Hesa terbahak mendengar ucapan Gavin, keempatnya memang tidak pernah malu menceritakan masalah-masing-masing. "Rasanya gue pengen jawab, nggak serius gimana coba. Gedung, Make up, sama catering udah di DP semuanya."

"Hahahaha. Bangke lo, rugi yah kalo nggak jadi. Uang muka tidak bisa dikembalikan." ledek Andi yang dihadiahi lemparang kulit kacang oleh Gavin.

"Ya untungnya gue orangnya sabar, jadi gue berusaha buat tenang ngadepin sikap Juni yang kayak ombak di laut."

"Duh ilah, bawa-bawa laut segala." celetuk Rayaa, di antar ketiga temannya Gavin lah yang paling dewasa. Pria yang bekerja di salah satu perusahaan semen itu selalu berpikir matang sebelum bertindak.

"Ngomong-ngomong soal laut, jadi nggak nih trip ke Pahawang?" tanya Hesa, mereka bertiga sudah sering berpergian bersama untuk menikmati ke indahan alam Indonesia. Tidak bisa terbilang sering, tapi cukup rutin.
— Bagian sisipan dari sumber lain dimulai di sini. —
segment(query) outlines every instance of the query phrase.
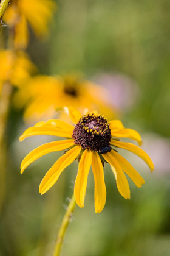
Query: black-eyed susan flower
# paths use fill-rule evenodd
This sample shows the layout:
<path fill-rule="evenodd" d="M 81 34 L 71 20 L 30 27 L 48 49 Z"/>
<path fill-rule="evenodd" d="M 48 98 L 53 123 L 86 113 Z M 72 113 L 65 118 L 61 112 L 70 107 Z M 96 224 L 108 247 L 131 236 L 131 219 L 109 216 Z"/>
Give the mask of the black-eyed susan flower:
<path fill-rule="evenodd" d="M 27 129 L 19 138 L 34 135 L 53 135 L 66 140 L 45 144 L 30 152 L 23 160 L 21 172 L 35 160 L 54 151 L 67 149 L 49 170 L 40 186 L 41 194 L 47 192 L 57 181 L 62 172 L 76 159 L 79 160 L 78 174 L 74 188 L 77 204 L 81 208 L 84 199 L 89 172 L 92 166 L 95 180 L 95 212 L 103 209 L 106 199 L 103 166 L 109 163 L 116 179 L 117 188 L 125 199 L 130 199 L 130 190 L 124 172 L 134 183 L 141 187 L 144 181 L 133 166 L 117 150 L 120 148 L 128 150 L 141 158 L 151 171 L 154 165 L 150 157 L 140 148 L 130 143 L 120 142 L 120 138 L 128 138 L 141 144 L 140 134 L 134 130 L 125 128 L 119 120 L 108 122 L 104 116 L 97 112 L 83 116 L 74 107 L 64 107 L 75 126 L 63 121 L 51 119 L 38 123 Z"/>
<path fill-rule="evenodd" d="M 36 69 L 23 52 L 15 54 L 10 50 L 0 51 L 0 62 L 2 63 L 0 68 L 0 91 L 2 85 L 5 81 L 9 81 L 15 86 L 21 86 Z"/>
<path fill-rule="evenodd" d="M 4 21 L 15 29 L 16 48 L 25 48 L 29 41 L 29 24 L 36 35 L 47 34 L 56 5 L 52 0 L 11 0 Z"/>
<path fill-rule="evenodd" d="M 65 105 L 81 110 L 97 106 L 107 116 L 113 116 L 116 112 L 113 106 L 106 104 L 107 90 L 77 74 L 36 76 L 25 85 L 14 95 L 14 105 L 18 108 L 25 107 L 24 119 L 27 123 L 56 117 L 55 109 Z"/>

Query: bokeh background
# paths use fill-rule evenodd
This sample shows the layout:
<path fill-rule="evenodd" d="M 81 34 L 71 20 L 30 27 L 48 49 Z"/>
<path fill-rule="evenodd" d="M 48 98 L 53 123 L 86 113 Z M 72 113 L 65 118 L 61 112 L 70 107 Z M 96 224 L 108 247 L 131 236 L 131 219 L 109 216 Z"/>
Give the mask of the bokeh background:
<path fill-rule="evenodd" d="M 72 71 L 109 90 L 107 99 L 117 118 L 142 136 L 151 156 L 151 174 L 131 153 L 121 153 L 143 176 L 138 189 L 131 182 L 131 199 L 118 193 L 109 166 L 104 175 L 107 201 L 96 215 L 90 172 L 85 207 L 76 207 L 61 255 L 168 256 L 170 255 L 170 2 L 168 0 L 61 0 L 49 38 L 31 35 L 27 49 L 40 73 Z M 37 160 L 23 175 L 20 163 L 30 150 L 53 138 L 19 136 L 27 128 L 21 111 L 11 107 L 7 130 L 8 168 L 1 185 L 5 194 L 1 212 L 0 255 L 52 255 L 78 165 L 68 167 L 45 195 L 39 184 L 61 155 Z M 4 170 L 1 171 L 3 172 Z"/>

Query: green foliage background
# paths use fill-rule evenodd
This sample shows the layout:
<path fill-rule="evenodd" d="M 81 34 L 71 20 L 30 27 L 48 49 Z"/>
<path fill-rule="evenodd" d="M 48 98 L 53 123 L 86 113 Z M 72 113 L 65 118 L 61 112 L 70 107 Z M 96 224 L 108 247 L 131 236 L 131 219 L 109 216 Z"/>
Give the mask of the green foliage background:
<path fill-rule="evenodd" d="M 126 126 L 132 124 L 141 134 L 155 133 L 169 143 L 170 2 L 57 2 L 58 10 L 49 40 L 39 43 L 32 35 L 28 49 L 40 71 L 53 74 L 77 70 L 87 79 L 100 71 L 129 76 L 137 82 L 140 97 L 130 112 L 122 115 Z M 22 113 L 12 107 L 7 130 L 6 194 L 0 224 L 1 256 L 52 255 L 68 204 L 66 198 L 73 193 L 78 169 L 76 163 L 67 168 L 57 183 L 41 196 L 40 181 L 61 154 L 43 157 L 21 176 L 22 159 L 44 140 L 35 142 L 30 138 L 21 144 L 18 139 L 25 128 Z M 138 189 L 129 181 L 131 199 L 126 201 L 106 167 L 107 202 L 100 215 L 94 212 L 90 174 L 85 207 L 76 208 L 62 256 L 169 255 L 170 172 L 165 173 L 155 166 L 151 174 L 146 165 L 135 159 L 146 183 Z"/>

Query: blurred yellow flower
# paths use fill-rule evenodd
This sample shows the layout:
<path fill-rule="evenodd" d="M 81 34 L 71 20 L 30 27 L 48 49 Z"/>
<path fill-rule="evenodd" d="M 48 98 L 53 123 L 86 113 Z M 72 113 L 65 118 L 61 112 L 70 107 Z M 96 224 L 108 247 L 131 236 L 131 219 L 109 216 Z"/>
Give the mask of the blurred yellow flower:
<path fill-rule="evenodd" d="M 125 128 L 119 120 L 107 122 L 106 118 L 96 111 L 83 116 L 73 107 L 64 107 L 75 126 L 63 121 L 51 119 L 41 121 L 27 129 L 19 138 L 20 141 L 34 135 L 52 135 L 64 137 L 66 140 L 50 142 L 40 146 L 30 152 L 23 160 L 21 173 L 32 163 L 46 154 L 66 150 L 49 170 L 40 186 L 41 194 L 47 192 L 57 181 L 64 169 L 75 159 L 79 160 L 78 174 L 75 183 L 75 197 L 81 207 L 84 205 L 87 178 L 90 169 L 95 180 L 95 212 L 103 209 L 106 199 L 103 166 L 109 163 L 115 176 L 118 191 L 125 199 L 130 199 L 130 189 L 124 172 L 134 183 L 141 187 L 144 181 L 133 166 L 117 150 L 120 148 L 134 153 L 141 158 L 149 166 L 151 171 L 154 164 L 148 155 L 133 144 L 119 141 L 119 138 L 129 138 L 141 144 L 140 134 L 134 130 Z"/>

Apalagi ketika mereka berempat kuliah, tak jarang mereka pergi berlibur bermodalkan nekad karena kantong mahasiswa.

Sekarang saat materi sudah tercukupi, waktu tak mendukung karena perusahaan hanya memberi libur saat weekend, mengandalkan cuti yang hanya mendapat jatah dua belas hari selama setahun rasanya tak cukup. Tak sebebas saat kuliah dulu.

"Jadilah, setelah resepsi si kunyuk. Anggap aja kita nemenin dia bulan madu." Andi menunjuk Gavin dengan dagunya, membuat Gavin melemparkan kulit kacang untuk kesekian kalinya.

"Eh kayaknya gue kenal tuh orang deh." Gavin menatap ke arah jam dua, pria yang tengah mengenakan kaus coklat dan jeans  hitam. Nyatanya bukan hanya Gavin yang mengenal pria yang tengah menyesap kopi dengan beberapa temannya.

"Iya, gue tau. Gue pernah naik gunung beberapa kali bareng dia, kenalannya si Aro itu lho Hes." jelas Gavin, ia masih belum melepaskan pandangannya. "Terakhri yang ke Gunung Jaya Wijaya gue pergi sama dia."